Cognitive behaviour therapy (CBT) as a treatment for schizophrenia and psychotic-related disorders has been shown to have significantly greater drop-out rates in clients of black and minority ethnic (BME) groups. This has resulted in poor outcomes in treatments. Our recent qualitative study thus aimed to develop culturally sensitive CBT for BME clients. The study consisted of individual in-depth 1:1 interviews with patients with a diagnosis of schizophrenia, schizo-affective, delusional disorders or psychosis (n = 15) and focus groups with lay members (n = 52), CBT therapists (n = 22) and mental health practitioners (n = 25) on a data set of 114 participants. Several themes emerged relating to therapist awareness on culturally derived behaviours, beliefs and attitudes that can influence client response and participation in therapy. The current paper aims to explore one of these themes in greater detail, i.e. client-initiated therapist self-disclosure (TSD). Using thematic analysis, the paper highlights key elements of TSD and how this could impact on therapist’s reactions towards TSD, the therapeutic alliance and ultimately, the outcomes of therapy. The findings appear to show that TSD has significant relevance in psychological practice today. Some BME client groups appear to test therapists through initiating TSD. It is not the content of TSD they are testing per se, but how the therapist responds. Consequently, this requires therapists’ cognisance and sensitive responses in a manner that will nurture trust and promote rapport. Further investigation in this area is suggested with a recommendation for guidelines to be created for clinicians and training.
Key learning aims
(1) To develop a dialogue and practice with confidence when addressing issues of self-disclosure with diverse populations.
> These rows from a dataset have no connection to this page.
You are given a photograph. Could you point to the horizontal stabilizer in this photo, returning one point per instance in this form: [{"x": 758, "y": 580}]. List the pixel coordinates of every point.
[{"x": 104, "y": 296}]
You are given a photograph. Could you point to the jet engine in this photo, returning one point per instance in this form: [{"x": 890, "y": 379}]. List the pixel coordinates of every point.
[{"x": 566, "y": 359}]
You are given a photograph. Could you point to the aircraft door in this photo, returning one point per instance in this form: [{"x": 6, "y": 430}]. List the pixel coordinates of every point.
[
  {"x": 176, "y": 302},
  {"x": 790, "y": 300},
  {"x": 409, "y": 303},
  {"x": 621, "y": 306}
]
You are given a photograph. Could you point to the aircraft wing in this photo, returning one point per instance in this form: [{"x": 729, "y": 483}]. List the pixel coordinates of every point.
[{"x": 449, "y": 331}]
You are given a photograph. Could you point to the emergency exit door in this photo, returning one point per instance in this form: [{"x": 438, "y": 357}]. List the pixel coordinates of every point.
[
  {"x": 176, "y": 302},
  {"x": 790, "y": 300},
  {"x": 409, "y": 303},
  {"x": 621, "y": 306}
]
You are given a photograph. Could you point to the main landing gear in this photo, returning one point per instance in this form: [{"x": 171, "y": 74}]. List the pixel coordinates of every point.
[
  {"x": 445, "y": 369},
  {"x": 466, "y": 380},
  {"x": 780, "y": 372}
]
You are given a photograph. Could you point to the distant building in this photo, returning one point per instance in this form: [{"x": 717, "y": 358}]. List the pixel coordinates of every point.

(2) To appreciate the impact therapist self-disclosure has in early stages of engagement, in particular when working with patients from BME communities.
(3) To understand the impact and role of self-disclosure as initiated by patients.
(4) To increase therapist awareness on cultural differences in self-disclosure and develop ways to address this in therapy.
(5) To challenge therapists to adapt psychological therapies to diverse cultures and be cognisant that ‘one size does not fit all’.